Bisimwa warned in the letter that the Nairobi peace agreement “may suffer the same fate as the previous agreements signed between the Congolese government and the National Congress for the Defence of the People (CNDP), whose failure justified the creation of M23, which, in turn, demanded the respect of those agreements”.

CNDP was led by Laurent Nkunda and later by Bosco Ntaganda, who handed himself over to the United States embassy in Rwanda and was sent to the International Criminal Court in the Hague, Netherlands.

The Nairobi peace agreement “runs the risk of sinking”, Bisimwa said, adding that M23 refuses to take responsibility for anything that may happen because of the non-implementation of the peace deal.

He listed several factors that he said complicated the implementation of the peace agreement, among them the lack of time frames for completion and a lack of monitoring by both the International Conference on the Great Lakes Region and SADC.

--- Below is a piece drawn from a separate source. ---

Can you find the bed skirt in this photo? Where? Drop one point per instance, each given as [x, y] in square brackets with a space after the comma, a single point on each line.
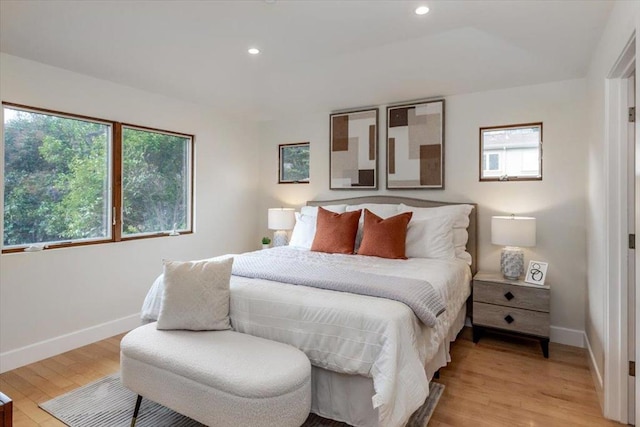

Kabila’s government failed to recognise M23 as a partner in the peace agreement, said Bisimwa.

“The DRC’s government without shame considers that the M23 ceased to exist since our movement signed the Act of November 5th 2013, renouncing … its state of rebellion,” he wrote. “However this Act has nothing to do with a possible waiver of the existence of our organisation.”

Part of the peace agreement is that M23 be allowed to transform itself into a political party.

There have been fears about the reorganisation of M23 since August last year when a new grouping called M27 began recruiting members in North Kivu province. Among the recipients copied on the letter is President Jacob Zuma, his Rwandan counterpart Paul Kagame and United Nations secretary general Ban Ki-moon.

The South African National Defence Force formed an integral part of the UN-led Force Intervention Brigade that pushed M23 out of the eastern DRC and eventually persuaded the organisation to renounce the rebellion.

South Africa, however, believes M23 in its current form poses no threat to the DRC. “The capacity for them to be a threat has been severely compromised,” said a government official who did not want to be named because South Africa is yet to take a decision to respond to the letter. “The intelligence we have suggests they are no longer what they used to be. They are crying for attention.”

Christoph Vogel, a researcher attached to the University of Zurich and a political analyst based in the DRC, told the M&G that M23 was continuously raising concerns about the lack of implementation of the peace deal because it did not want to disappear into oblivion.

“I think it’s M23’s way of getting back on the international stage and saying ‘we are still here’,” he said. “They want to pressurise the government to implement the agreement.”

Vogel ruled out the possibility of M23 causing havoc in the eastern DRC again. “There is no sign that M23 is reorganising. There have been rumours that the group was coming back together, but none of that produced anything. They are just crying out for attention.”

Vogel believes the implementation of the Nairobi peace deal simply fell by the wayside because of other urgent issues that need the DRC government’s attention.

“It’s not a question of interest, it’s a question of priority in the level of government,” he said. “I think at some point there was this window of opportunity to kick-start the process by granting amnesty, demobilisation and reintegration.”

However, he said the DRC government has been giving “a lot of liberty to M23 people to move around because some of them have got families in Congo, but are still based in Uganda and Rwanda”.

Meanwhile, there is a relative sense of peace in towns in eastern DRC such as Goma, but villages still suffer from rebel attacks.

Vogel said the disappearance of M23 in the past two years seemed to bring a sense of peace. “It’s overall a rather stable situation, but at the same time it’s unpredictable. There are ongoing and complicated operations against the FDLR [Democratic Forces for the Liberation of Rwanda]. At the same time there are about 70 groups of different sizes operating in North Kivu.”

M23 claimed that “insecurity has reached its peak with daily deaths, assassinations, massacres … rape, kidnapping, robberies of banks and public transport vehicles, attacks against military convoys and looting”, among others.

The DRC government could not be reached for comment.